La compasión es tan humano como el perdón. Tan humano que cuando se ejerce se suele ser feliz por el simple hecho de haberlo sido un instante. No se trata de algo malo, ruin, sucio, al contrario. Se trata de algo bello; de cultivar en el alma, en su alma, la libertad. Aquella que se desprende del odio y del rencor.
Pues nuestra sociedad ha perdido la compasión como valor digno a ejercer e imitar. Nos hacen ver que se trata de un valor de debilidad cuando se trata de fortaleza. Nos hacen creer que el compasivo debe ser alguien con poco carácter y firmeza, cuando justamente se trata de alguien fuerte y verdaderamente firme.
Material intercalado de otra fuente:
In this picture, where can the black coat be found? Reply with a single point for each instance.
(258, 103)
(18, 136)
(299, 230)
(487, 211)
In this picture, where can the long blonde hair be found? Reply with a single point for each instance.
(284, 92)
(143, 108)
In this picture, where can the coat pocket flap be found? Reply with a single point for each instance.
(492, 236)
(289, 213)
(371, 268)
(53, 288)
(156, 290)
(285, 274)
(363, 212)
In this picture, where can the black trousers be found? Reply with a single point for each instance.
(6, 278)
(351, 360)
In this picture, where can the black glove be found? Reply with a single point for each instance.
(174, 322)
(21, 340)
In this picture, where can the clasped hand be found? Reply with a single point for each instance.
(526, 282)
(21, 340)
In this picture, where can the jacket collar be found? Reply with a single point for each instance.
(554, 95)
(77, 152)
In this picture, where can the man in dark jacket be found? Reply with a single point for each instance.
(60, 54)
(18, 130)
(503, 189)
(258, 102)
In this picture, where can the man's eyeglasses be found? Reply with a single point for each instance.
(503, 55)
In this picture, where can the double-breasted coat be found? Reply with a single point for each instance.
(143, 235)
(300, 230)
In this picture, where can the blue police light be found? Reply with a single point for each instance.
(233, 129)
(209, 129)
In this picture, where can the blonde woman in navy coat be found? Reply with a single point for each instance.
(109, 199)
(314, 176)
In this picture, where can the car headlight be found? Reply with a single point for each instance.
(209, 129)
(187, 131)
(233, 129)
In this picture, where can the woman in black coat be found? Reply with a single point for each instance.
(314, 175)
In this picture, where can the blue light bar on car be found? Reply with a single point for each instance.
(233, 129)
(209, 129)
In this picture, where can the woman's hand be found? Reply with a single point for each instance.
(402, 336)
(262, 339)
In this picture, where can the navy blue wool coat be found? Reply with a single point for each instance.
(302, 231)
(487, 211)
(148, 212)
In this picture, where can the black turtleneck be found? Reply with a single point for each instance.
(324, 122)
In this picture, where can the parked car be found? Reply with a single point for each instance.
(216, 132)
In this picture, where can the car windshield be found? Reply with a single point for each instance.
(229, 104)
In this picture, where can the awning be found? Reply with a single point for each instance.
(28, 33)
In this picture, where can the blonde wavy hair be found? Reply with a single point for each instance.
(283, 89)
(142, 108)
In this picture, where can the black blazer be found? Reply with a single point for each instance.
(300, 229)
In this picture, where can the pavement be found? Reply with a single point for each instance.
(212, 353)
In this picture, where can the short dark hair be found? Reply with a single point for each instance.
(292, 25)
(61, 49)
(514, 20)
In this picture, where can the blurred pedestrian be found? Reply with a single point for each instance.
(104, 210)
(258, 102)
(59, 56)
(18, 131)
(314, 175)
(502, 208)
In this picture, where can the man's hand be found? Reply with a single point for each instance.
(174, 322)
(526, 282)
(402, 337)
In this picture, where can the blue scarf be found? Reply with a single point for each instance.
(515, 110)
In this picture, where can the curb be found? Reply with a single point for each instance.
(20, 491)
Ayer, ojeando una de las páginas de un periodico digital, se añadieron unos comentarios a la noticia de que "una plataforma ciudadana recoge 5.250 firmas para respaldar la petición de indulto para la ex edil socialista Carmen Martínez; durante este proceso ha sufrido la condena de una grave enfermedad que ha sobrellevado gracias al apoyo de su familia y de sus amigos". Lejos de reflejar en sus palabras la compasión, los comentarios no podían ser más abrumadores y crueles; "Porqué no pidieron clemencia para María José García Pelayo"; "Para mitigar su pena los cinco mil firmantes pueden ir cada día seis de ellos a pasar la tarde con ella jugando. . . al monopoly"; o el tercero de ellos; "si no conocía los entresijos de la legalidad de las administraciones, que se hubiese quedado un escalón más abajo y que dejara su cargo".
Mientras lo leía recordé la falta de principios y crisis de valores en los que nos encontramos. Mismos motivos por lo que padecemos la crítica situación política, económica y social. Ninguno de aquellos mensajes dejó ver un ápice de compasión, de empatía, de comprensión, de sentimiento al padecimiento ajeno. Al contrario, mostraban el partidismo que ha hundido al Estado en el sectarismo político, reflejaba la desproporción que ataca a los sectores sociales más débiles de la sociedad jerezana, expresaba la crueldad enmascarada de justicia que surge de los más oscuro de los corazones de los hombres.
Y me pregunté si todavía seguimos siendo un número en un ataúd, una cifra en las listas del desempleo, o un cacho de carne que alguien puede meter en una cámara; sin el más mínimo sentimiento de compasión, porque una ley creada por un hombre o un loco así lo dispone, sin el más mínimo sentimiento del dolor ajeno, porque el odio, el miedo y el egoísmo personal se siente justificado. Y me lo pregunté. Y les respondo. En efecto. Es una plaga que devora al ser humano.